December 14, 2011 2:30:07 AM PST
For public schools across California, the good news is that the bad news isn't worse. Automatic budgets cuts are going to take a small bite out of k-through 12, but a much bigger chunk out of higher education, and close behind are social programs for the poor and needy.

Almost everyone knew the state budget Gov. Jerry Brown signed in June relied on tax revenues that were way too optimistic. The bad news is more cuts are to come; the good news is they're not as deep as originally feared.

School districts throughout California are breathing a sigh of relief. Enough tax revenue came in to avoid much of the $1.5 billion cut to education that could have meant seven fewer days of school.

However, the mid-year trigger cuts will happen at a smaller scale, they automatically take effect next month as part of the state budget Brown authorized in June. Among the cuts, school bus service is eliminated, saving the state $248 million. The Cal State and UC systems are losing a total of $200 million more. Services for the disabled are being slashed $100 million. And tuition for community college students will go up $10 a unit this summer, that's on top of a similar hike this fall, to absorb $30 million in cuts.

"California has very sound finances. We're on the road to recovery, and the trigger cuts which are pulled today are a part of that process of fiscal discipline," said Brown.

Republican budget leaders say the trigger cuts were necessary and show the temporary tax hikes did not need to be extended.

"We've proven yet again and again that those tax increases were not needed to balance the budget," said Assm. Jim Nielsen, R-Assm. Budget Vice-Chairman.

But critics say the price of cuts over more taxes is too high, that the elimination of bus service unfairly hits poor urban and rural kids.

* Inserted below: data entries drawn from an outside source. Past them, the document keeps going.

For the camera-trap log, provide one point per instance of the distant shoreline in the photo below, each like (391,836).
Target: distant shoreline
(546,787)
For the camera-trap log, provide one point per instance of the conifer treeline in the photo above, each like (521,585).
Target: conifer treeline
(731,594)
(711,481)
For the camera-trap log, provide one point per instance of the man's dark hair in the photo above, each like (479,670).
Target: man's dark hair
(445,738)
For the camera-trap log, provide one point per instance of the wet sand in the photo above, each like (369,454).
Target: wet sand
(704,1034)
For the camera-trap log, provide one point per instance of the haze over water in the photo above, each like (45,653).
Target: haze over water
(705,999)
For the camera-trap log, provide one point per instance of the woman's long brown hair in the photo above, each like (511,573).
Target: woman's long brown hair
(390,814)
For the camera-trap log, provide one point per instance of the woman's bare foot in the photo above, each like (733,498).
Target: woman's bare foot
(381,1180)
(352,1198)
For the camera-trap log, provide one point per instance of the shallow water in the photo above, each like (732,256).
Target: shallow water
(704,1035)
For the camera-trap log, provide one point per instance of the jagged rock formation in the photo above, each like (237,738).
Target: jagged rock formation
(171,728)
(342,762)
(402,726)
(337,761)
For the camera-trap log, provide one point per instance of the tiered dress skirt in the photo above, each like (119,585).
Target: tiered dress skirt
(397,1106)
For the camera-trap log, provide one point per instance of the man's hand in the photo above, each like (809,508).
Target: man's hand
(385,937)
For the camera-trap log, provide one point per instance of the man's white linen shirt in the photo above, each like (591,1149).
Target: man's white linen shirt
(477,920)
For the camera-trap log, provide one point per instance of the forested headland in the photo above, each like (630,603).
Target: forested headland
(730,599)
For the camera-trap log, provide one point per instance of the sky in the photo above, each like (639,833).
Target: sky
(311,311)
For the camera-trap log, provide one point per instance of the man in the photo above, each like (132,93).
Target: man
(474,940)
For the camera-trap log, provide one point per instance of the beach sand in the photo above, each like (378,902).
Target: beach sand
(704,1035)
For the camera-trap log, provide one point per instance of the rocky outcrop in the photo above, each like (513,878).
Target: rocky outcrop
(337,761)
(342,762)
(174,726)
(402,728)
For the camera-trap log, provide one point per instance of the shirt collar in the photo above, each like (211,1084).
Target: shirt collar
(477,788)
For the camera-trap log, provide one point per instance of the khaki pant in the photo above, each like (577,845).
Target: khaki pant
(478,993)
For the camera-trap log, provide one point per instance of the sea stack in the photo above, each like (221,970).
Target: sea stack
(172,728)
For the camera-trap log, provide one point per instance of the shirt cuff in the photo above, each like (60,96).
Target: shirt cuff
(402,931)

"In many of those communities, they have no other choice; the parents cannot afford another car to take the kids to school," said Steve Henderson, from the California School Employees Association.

Trigger cuts also mean another 7,500 fewer slots in subsidized childcare. Oakland mother Clarissa Doutherd warns a similar cut hurt her last summer.

"Because my son is unable to attend pre-school and there are no other options for us, I have been unable to work and was forced to resign," said Doutherd. "More families are going to be in my position."

The mid-year cuts total $1 billion. The governor used this opportunity to tout his plan to tax the rich and raise the sales tax by half-percent to avoid deeper cuts. Voters will get a say next November.